## Item-based k-nearest neighbors in rrecsys

Given a target user and her positively (i.e., above a pre-defined threshold) rated items, the algorithm relies on the items' similarities for the formation of a neighborhood of nearest items.

The choice of the k nearest neighbors for the neighborhood formation results in a tradeoff:
a very small k leads to few candidate items that can be recommended because there are not a lot of neighbors to support the predictions. In contrast, a very large k impacts precision as the particularities of user's preferences can be blunted due to the large neighborhood size. In most related works k has been set to be in the range of values from 10 to 100, where the optimum k also depends on data characteristics such as sparsity.

The similarity is measured based on two algorithms: cosine(simFunct ='cos') and adjusted cosine(simFunct = 'adjCos').
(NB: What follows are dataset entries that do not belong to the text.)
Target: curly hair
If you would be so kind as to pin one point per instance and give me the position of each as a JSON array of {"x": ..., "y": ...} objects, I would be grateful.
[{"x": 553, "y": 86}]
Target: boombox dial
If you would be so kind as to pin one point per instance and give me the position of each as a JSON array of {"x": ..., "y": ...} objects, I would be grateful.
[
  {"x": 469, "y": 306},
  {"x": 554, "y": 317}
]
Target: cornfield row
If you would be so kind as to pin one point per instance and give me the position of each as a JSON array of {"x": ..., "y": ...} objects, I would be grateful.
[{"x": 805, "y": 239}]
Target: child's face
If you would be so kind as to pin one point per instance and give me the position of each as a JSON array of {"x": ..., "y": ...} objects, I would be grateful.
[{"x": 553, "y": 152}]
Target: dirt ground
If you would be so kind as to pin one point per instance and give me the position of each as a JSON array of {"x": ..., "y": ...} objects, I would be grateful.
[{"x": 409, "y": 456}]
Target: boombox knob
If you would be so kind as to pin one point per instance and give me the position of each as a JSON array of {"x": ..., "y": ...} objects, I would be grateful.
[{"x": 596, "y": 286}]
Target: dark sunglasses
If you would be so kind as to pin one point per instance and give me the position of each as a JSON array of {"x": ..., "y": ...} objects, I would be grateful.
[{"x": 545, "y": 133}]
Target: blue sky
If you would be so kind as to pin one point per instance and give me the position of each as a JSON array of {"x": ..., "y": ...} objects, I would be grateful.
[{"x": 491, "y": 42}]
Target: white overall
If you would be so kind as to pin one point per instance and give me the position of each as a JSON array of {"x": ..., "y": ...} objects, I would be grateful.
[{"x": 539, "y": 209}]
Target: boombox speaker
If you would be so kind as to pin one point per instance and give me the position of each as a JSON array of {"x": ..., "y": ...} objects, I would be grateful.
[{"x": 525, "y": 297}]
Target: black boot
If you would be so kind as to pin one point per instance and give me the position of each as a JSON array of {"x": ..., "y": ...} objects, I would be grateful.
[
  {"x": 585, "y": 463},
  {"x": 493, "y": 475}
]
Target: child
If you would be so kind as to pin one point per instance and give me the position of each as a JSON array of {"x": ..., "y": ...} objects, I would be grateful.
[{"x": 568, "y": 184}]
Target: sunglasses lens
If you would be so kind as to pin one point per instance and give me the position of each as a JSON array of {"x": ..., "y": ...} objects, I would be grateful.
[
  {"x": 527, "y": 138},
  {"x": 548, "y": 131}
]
For the Rating Prediction task, to train a model with this algorithm, it is required to define an additional argument, *neigh* the neighborhood size.

```
data("ml100k")
d <- defineData(ml100k)
e <- evalModel(d, folds = 2)
ib_model_res <- evalPred(e, "ibknn", simFunct = "cos", neigh = 10)
ib_model_res
```

For the Item Recommendation task, to provide item recommendations, it is required to define two additional arguments, *positiveThreshold* the threshold for “positive” ratings, and the *topN* the number of recommended items.

```
data("ml100k")
d <- defineData(ml100k)
e <- evalModel(d, folds = 2)
ib_model_res <- evalRec(e, "ibknn", simFunct = "cos", neigh = 10, positiveThreshold = 3, topN = 3)
ib_model_res
```

The *neigh* default value is 10.
The *positiveThreshold* default value is 3.
The *topN* default value is 3.

The returned object is of type *IBclass*.

To get more details about the slots read the reference manual.